"streets flowing in diarrhea" ? Man, you are a poet !
But take moment to consider what you wrote:
educate people to shift from a culture of shitting on the streets to one of, well, not shitting on the streets?
Yes, indeed ! Educate people ! Scold those who seem to not want to heed ! That is very different from "fining them $1000" ! The latter is about monetary incentives, the former about social incentives. They are complementary but cannot replace one another
Consider my rephrasing your mission, from
Mission: We need to devise and implement a new economic system that rewards the behavior we want with the most competitive returns while sacrificing the least in terms of trade offs.
to the following:
Mission: We need to devise and implement a new economic and social system that rewards the behavior we want with the most competitive returns while sacrificing the least in terms of trade offs.

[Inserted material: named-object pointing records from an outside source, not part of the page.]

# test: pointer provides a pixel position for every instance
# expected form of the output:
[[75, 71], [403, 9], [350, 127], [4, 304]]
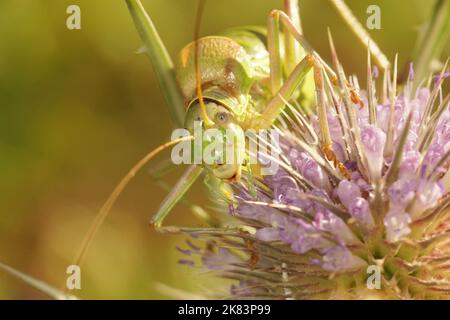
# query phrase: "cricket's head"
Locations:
[[219, 136]]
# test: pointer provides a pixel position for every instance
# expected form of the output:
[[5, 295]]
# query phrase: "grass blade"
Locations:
[[37, 284]]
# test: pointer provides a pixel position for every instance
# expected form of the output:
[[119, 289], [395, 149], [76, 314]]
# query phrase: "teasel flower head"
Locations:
[[360, 206]]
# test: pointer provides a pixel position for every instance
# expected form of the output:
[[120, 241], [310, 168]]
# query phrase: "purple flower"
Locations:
[[339, 258], [359, 209], [373, 140], [397, 224], [347, 191]]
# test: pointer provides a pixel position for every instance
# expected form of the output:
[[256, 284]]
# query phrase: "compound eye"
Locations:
[[222, 117]]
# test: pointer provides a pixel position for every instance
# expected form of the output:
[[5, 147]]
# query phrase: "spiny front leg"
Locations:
[[327, 142], [277, 103]]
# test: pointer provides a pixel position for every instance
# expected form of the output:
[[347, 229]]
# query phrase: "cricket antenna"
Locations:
[[198, 75], [105, 209]]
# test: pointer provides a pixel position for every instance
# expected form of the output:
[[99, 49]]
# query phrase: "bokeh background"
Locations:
[[79, 108]]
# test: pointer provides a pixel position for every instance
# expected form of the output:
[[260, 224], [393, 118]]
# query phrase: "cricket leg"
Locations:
[[292, 51], [174, 196], [162, 64], [277, 103]]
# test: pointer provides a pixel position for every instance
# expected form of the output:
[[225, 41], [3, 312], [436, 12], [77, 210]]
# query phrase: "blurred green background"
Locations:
[[79, 108]]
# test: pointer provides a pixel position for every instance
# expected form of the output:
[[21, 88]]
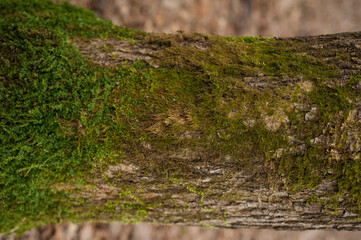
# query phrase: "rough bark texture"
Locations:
[[199, 185], [104, 123]]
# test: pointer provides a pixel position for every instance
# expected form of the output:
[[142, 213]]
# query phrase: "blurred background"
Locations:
[[269, 18]]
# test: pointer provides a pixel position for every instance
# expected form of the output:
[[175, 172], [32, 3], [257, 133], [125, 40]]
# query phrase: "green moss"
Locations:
[[62, 117]]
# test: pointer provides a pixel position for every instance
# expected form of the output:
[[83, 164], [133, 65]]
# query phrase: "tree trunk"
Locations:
[[191, 129]]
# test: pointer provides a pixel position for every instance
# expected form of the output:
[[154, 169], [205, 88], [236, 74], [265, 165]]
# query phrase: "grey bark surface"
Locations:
[[211, 189]]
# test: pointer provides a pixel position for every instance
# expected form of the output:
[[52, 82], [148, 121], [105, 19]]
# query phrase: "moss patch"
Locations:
[[203, 100]]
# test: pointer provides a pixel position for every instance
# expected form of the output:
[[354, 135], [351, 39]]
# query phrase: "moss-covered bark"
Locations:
[[104, 123]]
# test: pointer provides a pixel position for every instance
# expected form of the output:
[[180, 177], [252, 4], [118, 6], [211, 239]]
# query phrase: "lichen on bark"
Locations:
[[115, 124]]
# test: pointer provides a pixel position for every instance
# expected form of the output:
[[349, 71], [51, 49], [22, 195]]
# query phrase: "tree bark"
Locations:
[[176, 128], [213, 184]]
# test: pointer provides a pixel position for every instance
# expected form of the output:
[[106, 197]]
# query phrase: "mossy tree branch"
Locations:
[[105, 123]]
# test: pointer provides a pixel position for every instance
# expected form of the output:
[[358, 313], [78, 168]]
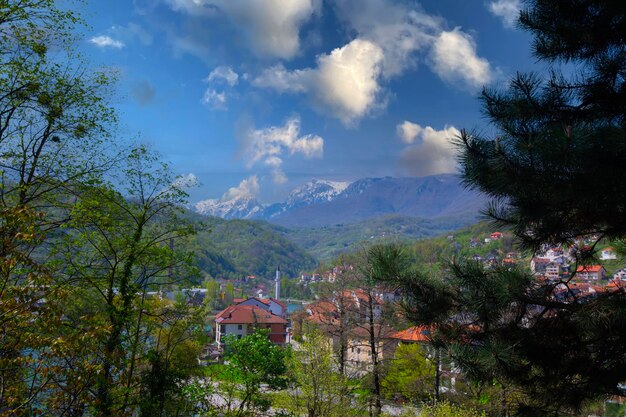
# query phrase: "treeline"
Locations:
[[237, 248], [328, 242], [86, 225]]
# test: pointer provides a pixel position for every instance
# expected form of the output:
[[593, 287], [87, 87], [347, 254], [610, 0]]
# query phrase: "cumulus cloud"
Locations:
[[389, 37], [214, 99], [398, 30], [455, 60], [345, 83], [507, 10], [104, 41], [272, 27], [282, 80], [249, 187], [223, 74], [430, 151], [185, 181], [408, 131], [267, 146]]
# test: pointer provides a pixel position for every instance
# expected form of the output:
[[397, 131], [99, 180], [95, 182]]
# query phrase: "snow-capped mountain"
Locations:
[[312, 192], [322, 202], [247, 207], [244, 207], [316, 191]]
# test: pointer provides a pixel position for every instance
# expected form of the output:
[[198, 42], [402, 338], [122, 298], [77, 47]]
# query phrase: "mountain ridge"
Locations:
[[323, 202]]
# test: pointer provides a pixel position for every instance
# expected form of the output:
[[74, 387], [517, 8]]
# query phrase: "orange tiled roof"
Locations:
[[413, 334], [589, 268], [238, 314]]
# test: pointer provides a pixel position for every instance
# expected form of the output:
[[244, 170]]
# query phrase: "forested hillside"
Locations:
[[236, 248], [327, 242]]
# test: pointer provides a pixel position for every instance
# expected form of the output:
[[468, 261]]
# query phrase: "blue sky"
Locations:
[[253, 97]]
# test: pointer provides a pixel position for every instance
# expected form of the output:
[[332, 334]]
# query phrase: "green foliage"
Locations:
[[328, 242], [252, 361], [449, 410], [411, 374], [554, 173], [318, 390], [238, 248]]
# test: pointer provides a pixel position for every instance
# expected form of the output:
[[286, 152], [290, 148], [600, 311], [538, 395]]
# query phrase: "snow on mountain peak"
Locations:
[[316, 191]]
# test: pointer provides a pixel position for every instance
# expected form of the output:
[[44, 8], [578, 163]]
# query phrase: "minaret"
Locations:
[[277, 284]]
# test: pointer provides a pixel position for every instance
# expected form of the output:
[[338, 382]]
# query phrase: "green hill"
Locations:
[[236, 248], [327, 242]]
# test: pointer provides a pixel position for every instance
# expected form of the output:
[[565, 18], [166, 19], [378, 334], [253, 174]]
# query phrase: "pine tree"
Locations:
[[554, 173]]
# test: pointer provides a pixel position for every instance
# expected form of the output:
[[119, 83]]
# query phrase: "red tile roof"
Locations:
[[413, 334], [589, 268], [238, 314]]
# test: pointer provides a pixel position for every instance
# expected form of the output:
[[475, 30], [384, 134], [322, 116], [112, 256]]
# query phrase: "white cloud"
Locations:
[[268, 145], [507, 10], [214, 99], [455, 60], [104, 41], [408, 131], [249, 187], [347, 79], [345, 82], [430, 151], [348, 82], [282, 80], [272, 27], [398, 30], [185, 181], [223, 73]]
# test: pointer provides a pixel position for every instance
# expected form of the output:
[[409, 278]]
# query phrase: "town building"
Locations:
[[239, 320]]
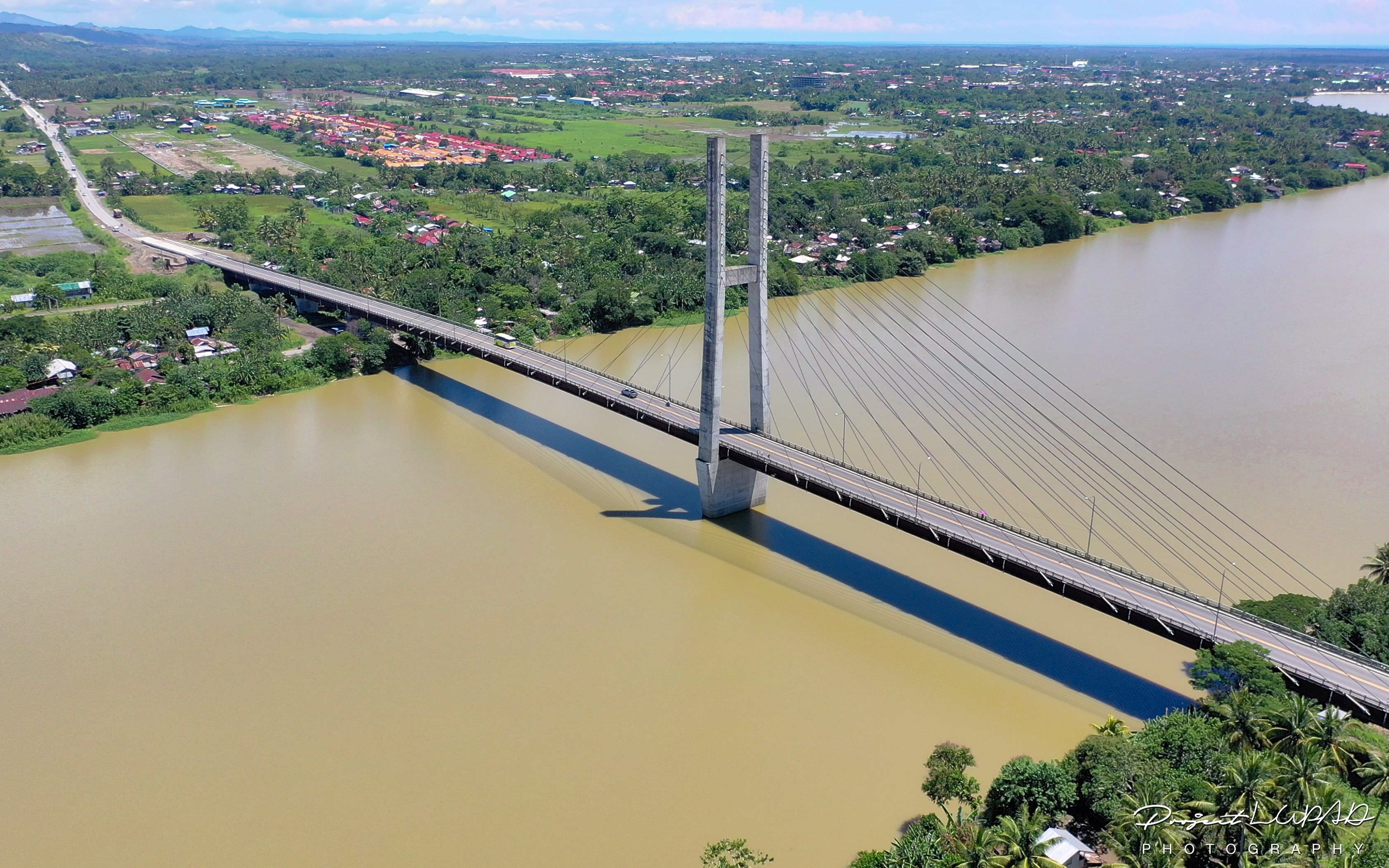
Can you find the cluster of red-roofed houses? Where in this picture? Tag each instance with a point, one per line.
(141, 359)
(392, 143)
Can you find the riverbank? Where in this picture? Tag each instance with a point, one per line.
(82, 435)
(414, 599)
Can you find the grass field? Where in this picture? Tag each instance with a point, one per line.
(280, 146)
(107, 146)
(177, 213)
(587, 139)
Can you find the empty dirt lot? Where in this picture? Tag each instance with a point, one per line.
(188, 156)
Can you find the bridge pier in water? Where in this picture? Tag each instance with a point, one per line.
(724, 485)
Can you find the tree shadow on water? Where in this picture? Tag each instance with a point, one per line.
(673, 498)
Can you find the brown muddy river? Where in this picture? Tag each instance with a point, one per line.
(451, 617)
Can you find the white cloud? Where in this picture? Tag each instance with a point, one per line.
(549, 24)
(363, 23)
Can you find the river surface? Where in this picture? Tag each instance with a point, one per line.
(452, 617)
(1373, 102)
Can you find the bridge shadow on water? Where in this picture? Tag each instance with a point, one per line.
(673, 498)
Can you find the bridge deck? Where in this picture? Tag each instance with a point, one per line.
(1315, 666)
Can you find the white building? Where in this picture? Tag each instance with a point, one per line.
(1067, 849)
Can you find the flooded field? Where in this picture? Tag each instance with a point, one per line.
(34, 227)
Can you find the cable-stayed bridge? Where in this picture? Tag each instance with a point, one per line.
(960, 438)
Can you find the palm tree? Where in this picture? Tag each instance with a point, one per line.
(1378, 564)
(1245, 717)
(1021, 844)
(1113, 727)
(1292, 723)
(1249, 787)
(1374, 782)
(1158, 846)
(1334, 735)
(1303, 774)
(977, 844)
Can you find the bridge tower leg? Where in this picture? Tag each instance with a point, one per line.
(727, 486)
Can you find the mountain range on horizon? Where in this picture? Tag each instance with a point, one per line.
(27, 24)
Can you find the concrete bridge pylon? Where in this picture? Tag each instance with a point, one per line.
(724, 485)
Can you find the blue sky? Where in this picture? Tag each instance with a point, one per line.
(1337, 23)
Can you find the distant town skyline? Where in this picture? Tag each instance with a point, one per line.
(1319, 23)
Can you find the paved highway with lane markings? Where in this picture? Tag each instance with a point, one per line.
(1349, 680)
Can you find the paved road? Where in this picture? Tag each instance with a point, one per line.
(1348, 678)
(87, 195)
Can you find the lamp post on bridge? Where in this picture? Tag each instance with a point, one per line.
(666, 375)
(844, 436)
(916, 509)
(1089, 535)
(1220, 596)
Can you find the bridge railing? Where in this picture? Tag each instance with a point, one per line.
(1234, 614)
(373, 305)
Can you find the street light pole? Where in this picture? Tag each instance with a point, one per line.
(1220, 596)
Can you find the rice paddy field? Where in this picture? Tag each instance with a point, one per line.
(180, 215)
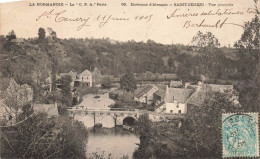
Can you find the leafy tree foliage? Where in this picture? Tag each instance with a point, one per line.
(11, 35)
(249, 45)
(106, 82)
(66, 90)
(41, 34)
(144, 129)
(128, 82)
(205, 40)
(249, 66)
(41, 137)
(204, 123)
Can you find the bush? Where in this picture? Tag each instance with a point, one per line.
(43, 137)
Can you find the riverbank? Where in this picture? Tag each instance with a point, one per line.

The implicit argument: it's very hard (perhaps impossible) to devise a better system while reducing everything to the economic dimension only; while, although complex, we stand a chance of managing to create one by leveraging the basic needs of human people to feel safe, to be loved, to belong to a community, to learn and be admired for what they do and what they know (all of these with a certain link to monetary rewards but not a full 100% hard link)
You write further down:
Focusing on UI or communities as a solution is like getting diagnosed with testicular cancer and deciding that the best way to treat it is by getting a nose job and your anus bleached.
But frankly this is just your opinion and let a full body of scientific research in social sciences and economics tell you: you are wrong, it actually works. See for instance Mark Granovetter
even in market societies, economic activity is not as disembedded from society as economic models would suggest.